Como discípulos de Cristo, temos um ponto de referência para este discernimento. Ele é que ilumina os nossos passos: é a "luz do mundo" e quem o segue não anda nas trevas. Mas as palavras que lemos hoje não são nada fáceis de aceitar. A princípio, mais vale ter dois pés, dois braços e dois olhos do que ser estropiado, manco ou zarolho. Jesus diz, no entanto, que existe algo melhor do que a integridade física, apesar de esta dever ser sacrificada, se estiver impedindo aquele "melhor". É evidente que, aqui, temos uma parábola, ou uma hipérbole: por braços, pés e olhos, Jesus quer significar o que mais nos atém ao corpo, ao coração. Outros textos irão dizer que existe algo mais importante do que esta nossa vida atual, algo que pode e que deve ser sacrificado por um bem maior, pelo "melhor". E sabemos o que é este bem maior, maior do que tudo: entrar na vida de Deus, que é eterna. Tudo mais se apaga diante deste bem absoluto. O texto orienta o nosso olhar para a alternativa a esta realização necessária: não há via do meio, ou é a vida de Deus ou o absolutamente nada. Face ao ganho absoluto, a perda absoluta, figurada pelo verme e pelo fogo. É tudo ou nada. Não há aqui qualquer resquício de penumbra entre luz e trevas. Esta é a radicalidade da escolha proposta.
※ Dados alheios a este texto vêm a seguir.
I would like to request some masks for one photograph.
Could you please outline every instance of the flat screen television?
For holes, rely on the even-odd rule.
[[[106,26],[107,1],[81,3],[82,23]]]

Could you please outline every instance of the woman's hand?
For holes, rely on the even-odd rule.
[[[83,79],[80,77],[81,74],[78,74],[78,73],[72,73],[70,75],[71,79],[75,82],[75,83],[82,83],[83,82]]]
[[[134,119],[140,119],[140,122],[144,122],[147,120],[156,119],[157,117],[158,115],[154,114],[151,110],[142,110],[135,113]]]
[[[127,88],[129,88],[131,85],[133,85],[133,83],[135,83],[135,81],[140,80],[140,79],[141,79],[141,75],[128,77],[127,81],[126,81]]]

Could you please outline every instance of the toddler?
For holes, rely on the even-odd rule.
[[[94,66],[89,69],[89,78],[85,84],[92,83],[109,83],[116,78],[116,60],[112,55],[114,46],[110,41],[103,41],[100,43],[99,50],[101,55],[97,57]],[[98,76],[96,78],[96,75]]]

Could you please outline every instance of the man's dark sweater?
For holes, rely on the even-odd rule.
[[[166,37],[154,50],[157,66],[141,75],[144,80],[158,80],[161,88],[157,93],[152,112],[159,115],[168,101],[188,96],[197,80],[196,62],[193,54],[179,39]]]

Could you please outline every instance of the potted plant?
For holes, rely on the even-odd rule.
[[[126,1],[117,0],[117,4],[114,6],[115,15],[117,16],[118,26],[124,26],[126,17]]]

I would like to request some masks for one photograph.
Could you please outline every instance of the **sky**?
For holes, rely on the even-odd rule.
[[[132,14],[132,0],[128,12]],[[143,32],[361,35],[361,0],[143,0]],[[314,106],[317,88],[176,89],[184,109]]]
Outros textos irão falar com certeza sobre o perdão, concedido por todas as nossas más escolhas, mas seria perversidade duplicada "permanecer no pecado a fim de que a graça se multiplique" (Romanos 6,1).
A segunda leitura nos dá uma interpretação mais concreta para mãos, pés e olhos; refere-se àquelas coisas que consideramos tão preciosas que somos tentados a nelas colocar nossa confiança. E a elas nos atemos tanto quanto à pupila dos nossos olhos. É verdade que Tiago ataca somente as riquezas ilegítimas, mas parece que, para ele, qualquer enriquecimento só se dá a expensas de algum outro, ponto de vista, aliás, ao qual não falta pertinência. "Quando comem o seu pão, é ao meu povo que devoram", diz o Salmo 14 (versículo 4). Por certo, muitos assalariados terão dificuldade em se convencer de que vivem da subsistência de outros.
Este texto parece ter sido escrito para os aproveitadores, os especuladores, os exploradores. Com certeza? E quem é que, de uma forma ou outra, não participa disto? Mas há mais: toda riqueza, legítima ou não, é podre, imprópria à nutrição. Ora, tudo pode ser considerado como riqueza prometida às traças e ao fogo. O sucesso em nossa atividade profissional, um título de mestre, de doutor, tudo isso é alguma coisa, assim como nossas contas bancárias ou eventuais aparições na grande imprensa. Pois todas estas coisas são apenas vestimentas que usamos para melhorar a nossa aparência, mas destinadas às traças. Um dia, cada um de nós vai abrir os olhos para se reconhecer nu; e sozinho. Nada nos servirá de socorro. Alegremo-nos: neste momento, vamos ouvir a voz de Deus que vem em nossa busca: "Adão, onde estás?" Tendo comido da árvore, descobriremos que todo o nosso valor reside tão somente neste chamamento do Amor.